# Soleimani Death...



## Chuck Smith (Feb 22, 2005)

So here are a few things or my thoughts on this.

1. The media and many on the left were saying or toting "this is trumps bengahzi" with the attack on our embassy.

- If this was the case then they are admitting that Bengahzi was handled wrong. Or admitting fault about Benghazi.
- Trump didn't wait 13 hours
- No US citizen died.

2. They are screaming that it was an over reach or trump needed the blessing of congress.

- This isn't a declaration of "war".
- This was a military action (Just like killing Osama and other drone attacks that Obama did)
- He is the leader of our military. 
- It happened in Iraq where we can take military actions.

3. There were some Dem politicians crying how Iran is running ramshot over the area.... then now back tracking on those statements.

4. Soleimani was responsible for many US troops deaths. 
- He used IED's
- He was the driving force of a terrorist group
- He was planning a coup in Iraq

Now some of these things are what is being said about Soleimani right now and only time will tell when more info is let out about this. But don't believe everything that is being spoon fed by the media. This was a bad man doing bad things. This right now isn't going to lead to WWIII.

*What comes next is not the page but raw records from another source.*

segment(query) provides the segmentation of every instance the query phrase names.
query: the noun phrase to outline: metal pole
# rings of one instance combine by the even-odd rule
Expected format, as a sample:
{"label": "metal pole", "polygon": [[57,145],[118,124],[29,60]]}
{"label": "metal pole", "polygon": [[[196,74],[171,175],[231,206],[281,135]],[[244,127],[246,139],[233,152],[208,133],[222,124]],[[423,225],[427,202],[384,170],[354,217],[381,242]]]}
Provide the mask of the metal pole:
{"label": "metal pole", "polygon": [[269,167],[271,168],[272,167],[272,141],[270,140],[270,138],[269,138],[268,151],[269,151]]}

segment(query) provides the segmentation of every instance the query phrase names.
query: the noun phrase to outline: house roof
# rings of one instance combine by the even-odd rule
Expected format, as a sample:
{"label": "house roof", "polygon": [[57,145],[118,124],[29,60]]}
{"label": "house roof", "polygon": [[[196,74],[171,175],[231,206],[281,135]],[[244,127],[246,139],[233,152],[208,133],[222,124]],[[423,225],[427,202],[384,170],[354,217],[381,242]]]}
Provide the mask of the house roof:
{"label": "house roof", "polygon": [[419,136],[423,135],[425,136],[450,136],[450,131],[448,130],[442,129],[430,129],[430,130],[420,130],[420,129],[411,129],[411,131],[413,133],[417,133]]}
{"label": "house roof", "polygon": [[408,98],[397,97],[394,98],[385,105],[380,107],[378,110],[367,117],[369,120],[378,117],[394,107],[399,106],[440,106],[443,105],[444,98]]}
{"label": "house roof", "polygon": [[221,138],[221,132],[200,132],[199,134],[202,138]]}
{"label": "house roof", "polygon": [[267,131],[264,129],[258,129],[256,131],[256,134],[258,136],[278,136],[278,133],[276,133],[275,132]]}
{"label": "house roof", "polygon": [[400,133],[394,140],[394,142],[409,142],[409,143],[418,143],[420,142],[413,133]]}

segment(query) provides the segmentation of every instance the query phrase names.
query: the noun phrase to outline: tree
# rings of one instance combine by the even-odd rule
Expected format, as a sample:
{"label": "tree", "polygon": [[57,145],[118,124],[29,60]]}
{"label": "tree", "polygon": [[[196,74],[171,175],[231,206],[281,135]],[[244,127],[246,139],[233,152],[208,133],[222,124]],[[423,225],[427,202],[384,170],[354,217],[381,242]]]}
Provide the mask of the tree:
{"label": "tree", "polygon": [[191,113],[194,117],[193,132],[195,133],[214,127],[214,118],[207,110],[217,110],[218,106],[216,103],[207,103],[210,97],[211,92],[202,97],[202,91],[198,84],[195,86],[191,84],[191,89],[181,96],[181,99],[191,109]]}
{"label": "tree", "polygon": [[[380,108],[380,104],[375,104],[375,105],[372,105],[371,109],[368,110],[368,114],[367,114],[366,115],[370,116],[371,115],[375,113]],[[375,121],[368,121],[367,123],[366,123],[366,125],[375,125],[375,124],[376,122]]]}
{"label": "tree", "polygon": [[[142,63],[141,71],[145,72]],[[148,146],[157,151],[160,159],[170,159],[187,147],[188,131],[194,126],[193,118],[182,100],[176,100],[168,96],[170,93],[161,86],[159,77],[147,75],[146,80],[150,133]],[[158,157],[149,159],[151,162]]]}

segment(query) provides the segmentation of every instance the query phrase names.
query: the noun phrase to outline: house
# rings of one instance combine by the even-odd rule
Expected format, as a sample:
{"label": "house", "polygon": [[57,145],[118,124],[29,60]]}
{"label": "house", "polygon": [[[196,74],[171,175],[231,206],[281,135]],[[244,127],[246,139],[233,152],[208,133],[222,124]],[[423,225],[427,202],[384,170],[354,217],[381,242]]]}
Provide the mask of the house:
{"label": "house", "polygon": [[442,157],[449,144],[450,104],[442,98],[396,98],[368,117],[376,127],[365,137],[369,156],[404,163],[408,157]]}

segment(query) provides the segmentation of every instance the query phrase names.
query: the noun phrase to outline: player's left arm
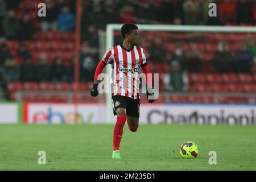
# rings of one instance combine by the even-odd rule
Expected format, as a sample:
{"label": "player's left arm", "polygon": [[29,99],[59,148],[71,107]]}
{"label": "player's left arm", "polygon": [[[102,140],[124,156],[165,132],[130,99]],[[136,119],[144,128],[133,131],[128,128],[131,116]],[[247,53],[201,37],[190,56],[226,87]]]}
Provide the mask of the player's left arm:
{"label": "player's left arm", "polygon": [[[142,72],[146,75],[146,83],[147,85],[147,96],[148,98],[149,96],[154,96],[154,89],[152,86],[152,78],[151,73],[148,69],[147,61],[147,56],[146,55],[145,51],[143,49],[142,54],[142,63],[141,64]],[[151,96],[150,96],[151,97]],[[155,101],[155,100],[152,98],[148,99],[149,103],[152,103]]]}

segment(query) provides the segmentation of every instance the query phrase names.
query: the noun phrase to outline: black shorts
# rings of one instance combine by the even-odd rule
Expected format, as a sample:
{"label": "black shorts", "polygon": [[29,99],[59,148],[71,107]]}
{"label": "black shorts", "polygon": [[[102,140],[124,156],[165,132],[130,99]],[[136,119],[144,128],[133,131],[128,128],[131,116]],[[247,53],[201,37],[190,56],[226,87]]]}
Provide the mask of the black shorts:
{"label": "black shorts", "polygon": [[114,96],[113,99],[113,109],[114,115],[117,115],[115,111],[118,108],[125,108],[126,114],[134,118],[139,118],[139,99],[123,96]]}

Time will tell how this all plays out.


----------



## Plainsman (Jul 30, 2003)

Heads up and watch who complains about this. You will then know who is working against our country, and who the terrorist sympathisers are. There was a headline on Drudge today, but I forget the name of the two celebrities that apologized to Iran today. They should be shipped to Iran.


----------



## Sasha and Abby (May 11, 2004)

the ONLY REASON the left is complaining about this, is the FACT that it starkly contradicts the limp wristed oDumbass policies and actions.

What Trump did makes him look like he is strong and in control and further shows the FAILED policies of oDumbass who would rather bow (literally) to our enemies... Go TRUMP

MAGA


----------



## Canuck (Nov 10, 2004)

Trump is threatening to destroy 56 Iranian cultural sites if Iran retaliates. Intentional destruction of culturally significant sites is a War Crime (Geneva Convention Rule 38. Attacks against Cultural Property). 
Does he not know that or does he not care?


----------



## KEN W (Feb 22, 2002)

Canuck said:


> Trump is threatening to destroy 56 Iranian cultural sites if Iran retaliates. Intentional destruction of culturally significant sites is a War Crime (Geneva Convention Rule 38. Attacks against Cultural Property).
> Does he not know that or does he not care?

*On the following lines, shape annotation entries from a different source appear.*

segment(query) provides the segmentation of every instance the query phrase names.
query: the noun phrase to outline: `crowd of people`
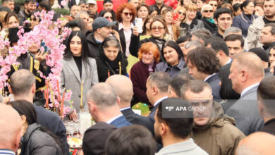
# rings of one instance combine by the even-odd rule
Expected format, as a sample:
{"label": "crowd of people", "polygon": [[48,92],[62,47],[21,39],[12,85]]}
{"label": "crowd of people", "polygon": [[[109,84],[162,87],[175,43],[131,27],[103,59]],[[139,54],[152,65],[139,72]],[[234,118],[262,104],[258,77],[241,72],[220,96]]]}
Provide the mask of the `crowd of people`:
{"label": "crowd of people", "polygon": [[[73,101],[64,118],[44,108],[43,40],[11,66],[0,154],[69,154],[64,121],[81,109],[96,123],[82,135],[84,154],[274,154],[275,0],[128,0],[116,10],[113,2],[98,12],[94,0],[71,0],[70,16],[54,13],[60,34],[72,30],[60,73]],[[25,0],[20,10],[2,0],[0,35],[10,44],[1,56],[53,4]],[[148,116],[132,110],[140,102]]]}

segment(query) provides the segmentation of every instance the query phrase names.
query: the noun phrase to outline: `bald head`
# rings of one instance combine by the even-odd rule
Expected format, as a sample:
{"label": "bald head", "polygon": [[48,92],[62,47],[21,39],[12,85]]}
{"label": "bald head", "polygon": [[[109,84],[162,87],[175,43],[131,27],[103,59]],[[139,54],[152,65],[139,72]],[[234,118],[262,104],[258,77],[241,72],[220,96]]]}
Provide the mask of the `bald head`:
{"label": "bald head", "polygon": [[28,70],[18,70],[11,76],[10,85],[14,95],[28,94],[34,84],[35,77]]}
{"label": "bald head", "polygon": [[251,78],[262,80],[264,76],[264,68],[261,59],[252,52],[242,52],[234,58],[237,68],[245,70]]}
{"label": "bald head", "polygon": [[130,106],[133,90],[132,81],[128,77],[121,75],[114,75],[108,78],[105,82],[113,86],[116,94],[121,99],[121,106]]}
{"label": "bald head", "polygon": [[11,106],[0,103],[0,149],[16,151],[21,138],[21,118]]}
{"label": "bald head", "polygon": [[242,140],[237,148],[237,155],[269,155],[275,152],[275,136],[258,132]]}

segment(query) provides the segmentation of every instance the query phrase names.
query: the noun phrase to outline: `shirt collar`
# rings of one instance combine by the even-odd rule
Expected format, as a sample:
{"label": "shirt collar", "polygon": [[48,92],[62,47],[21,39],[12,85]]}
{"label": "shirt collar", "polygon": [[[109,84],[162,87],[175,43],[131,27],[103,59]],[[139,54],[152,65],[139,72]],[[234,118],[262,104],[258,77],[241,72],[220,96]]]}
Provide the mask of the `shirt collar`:
{"label": "shirt collar", "polygon": [[108,120],[106,122],[106,123],[107,123],[107,124],[111,124],[111,123],[112,123],[112,122],[113,122],[114,120],[115,120],[116,118],[119,118],[119,117],[121,117],[121,116],[123,116],[123,115],[121,114],[121,115],[119,115],[119,116],[116,116],[116,117],[114,117],[114,118],[112,118]]}
{"label": "shirt collar", "polygon": [[207,81],[208,79],[209,79],[211,77],[215,75],[216,74],[217,74],[217,73],[214,73],[214,74],[212,74],[212,75],[207,76],[207,77],[204,79],[204,80],[203,80],[203,81],[204,81],[204,82]]}
{"label": "shirt collar", "polygon": [[158,99],[156,102],[154,102],[154,106],[156,106],[157,104],[159,104],[159,102],[161,102],[162,100],[164,100],[167,98],[168,98],[168,97],[162,97],[162,98]]}
{"label": "shirt collar", "polygon": [[251,88],[256,87],[256,86],[258,86],[259,85],[259,82],[250,85],[248,87],[246,87],[245,89],[243,90],[242,93],[240,94],[240,97],[242,97],[243,96],[243,94],[245,94],[245,92],[248,92],[248,90],[251,89]]}
{"label": "shirt collar", "polygon": [[[134,25],[131,23],[131,25],[130,27],[130,28],[134,28]],[[121,29],[123,29],[124,30],[124,27],[123,27],[123,25],[122,24],[122,23],[120,23],[118,24],[118,30],[121,30]]]}

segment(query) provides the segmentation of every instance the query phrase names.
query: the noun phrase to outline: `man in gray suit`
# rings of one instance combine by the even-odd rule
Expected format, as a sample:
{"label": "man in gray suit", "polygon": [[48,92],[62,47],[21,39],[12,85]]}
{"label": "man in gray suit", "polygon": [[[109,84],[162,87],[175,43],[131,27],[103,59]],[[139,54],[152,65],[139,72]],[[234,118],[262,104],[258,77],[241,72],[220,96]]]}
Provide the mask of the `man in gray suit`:
{"label": "man in gray suit", "polygon": [[230,68],[233,89],[240,98],[226,111],[245,135],[257,132],[264,125],[257,108],[257,89],[264,77],[261,59],[251,52],[237,54]]}

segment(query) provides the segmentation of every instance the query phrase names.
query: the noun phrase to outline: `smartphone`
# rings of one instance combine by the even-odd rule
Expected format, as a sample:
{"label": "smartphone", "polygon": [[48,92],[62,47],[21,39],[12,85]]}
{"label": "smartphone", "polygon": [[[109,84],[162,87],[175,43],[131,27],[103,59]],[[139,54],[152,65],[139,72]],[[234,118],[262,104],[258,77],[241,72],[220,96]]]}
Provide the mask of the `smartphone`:
{"label": "smartphone", "polygon": [[175,20],[177,20],[178,19],[178,13],[174,13],[173,14],[173,22]]}
{"label": "smartphone", "polygon": [[138,27],[138,32],[139,33],[142,33],[142,18],[135,18],[135,25]]}

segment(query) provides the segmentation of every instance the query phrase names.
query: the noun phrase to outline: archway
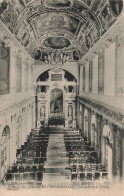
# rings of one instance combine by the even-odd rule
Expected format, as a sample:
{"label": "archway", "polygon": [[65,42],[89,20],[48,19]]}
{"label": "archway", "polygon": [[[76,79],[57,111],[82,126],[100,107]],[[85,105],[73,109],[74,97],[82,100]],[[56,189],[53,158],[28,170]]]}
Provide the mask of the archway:
{"label": "archway", "polygon": [[113,156],[113,135],[110,127],[105,125],[102,134],[102,164],[108,171],[108,177],[112,180],[112,156]]}
{"label": "archway", "polygon": [[10,128],[6,125],[2,131],[1,136],[1,171],[0,180],[5,176],[7,169],[10,166]]}
{"label": "archway", "polygon": [[63,113],[63,92],[55,88],[50,93],[50,113]]}

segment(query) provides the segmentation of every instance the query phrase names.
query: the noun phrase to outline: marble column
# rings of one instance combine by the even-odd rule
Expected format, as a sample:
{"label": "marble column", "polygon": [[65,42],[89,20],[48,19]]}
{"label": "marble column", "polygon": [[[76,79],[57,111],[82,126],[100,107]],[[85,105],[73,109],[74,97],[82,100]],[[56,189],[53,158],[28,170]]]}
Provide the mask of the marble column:
{"label": "marble column", "polygon": [[116,46],[116,96],[124,96],[124,44],[120,42]]}
{"label": "marble column", "polygon": [[93,56],[93,79],[92,92],[98,93],[98,54]]}
{"label": "marble column", "polygon": [[22,92],[25,91],[25,60],[22,58]]}
{"label": "marble column", "polygon": [[115,96],[115,42],[105,48],[104,94]]}
{"label": "marble column", "polygon": [[10,46],[10,94],[16,91],[16,48]]}
{"label": "marble column", "polygon": [[85,92],[89,92],[89,61],[85,63]]}
{"label": "marble column", "polygon": [[83,90],[83,66],[80,66],[80,94],[82,93]]}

Doesn't care. :eyeroll: :eyeroll: :eyeroll:


----------



## Plainsman (Jul 30, 2003)

It's good to get past these apology tours. Now is our liberal friends could grow a set. My only regret about Soleimani is I didn't get to pull the trigger.

We are in a match against people who follow no rules. Trump should blow their oil fields and the mosque with the red flag. Drop one of those mothers of all bombs on their largest military site. Kill them before they kill us.


----------



## speckline (Dec 13, 2008)

Canuck said:


> Trump is threatening to destroy 56 Iranian cultural sites if Iran retaliates. Intentional destruction of culturally significant sites is a War Crime (Geneva Convention Rule 38. Attacks against Cultural Property).
> Does he not know that or does he not care?


Does the Geneva Convention apply to a country that does not follow it?


----------



## Plainsman (Jul 30, 2003)

speckline said:


> Canuck said:
> 
> 
> > Trump is threatening to destroy 56 Iranian cultural sites if Iran retaliates. Intentional destruction of culturally significant sites is a War Crime (Geneva Convention Rule 38. Attacks against Cultural Property).
> ...


I would have to know if that includes all cultural sites, what is defined as cultural sites etc. I do k ow that liberals are always getting their hopes up that Trump will do something wrong. American liberals hate Trump more than they care about America or democracy. Non Americans hate Trump because he doesn't allow them to shaft us.


----------



## Resky (Aug 13, 2012)

Actually what the President said was "his administration had targeted 52 sites, including those important to Iranian culture". Not really sure what those sites might be or what they may be.


----------



## Plainsman (Jul 30, 2003)

Does the Geneva convention cover paying suicide bombers to walk onto Jewish restaurants blowing themselves up and killing innocent women and children? Does it say anything about beheading people because they are Christian? Who enforces the Geneva convention rules? If we started beheading Muslims then the liberals would speak up. Every time I read this verses I think of liberals. If you read the previous verses it makes even more sense.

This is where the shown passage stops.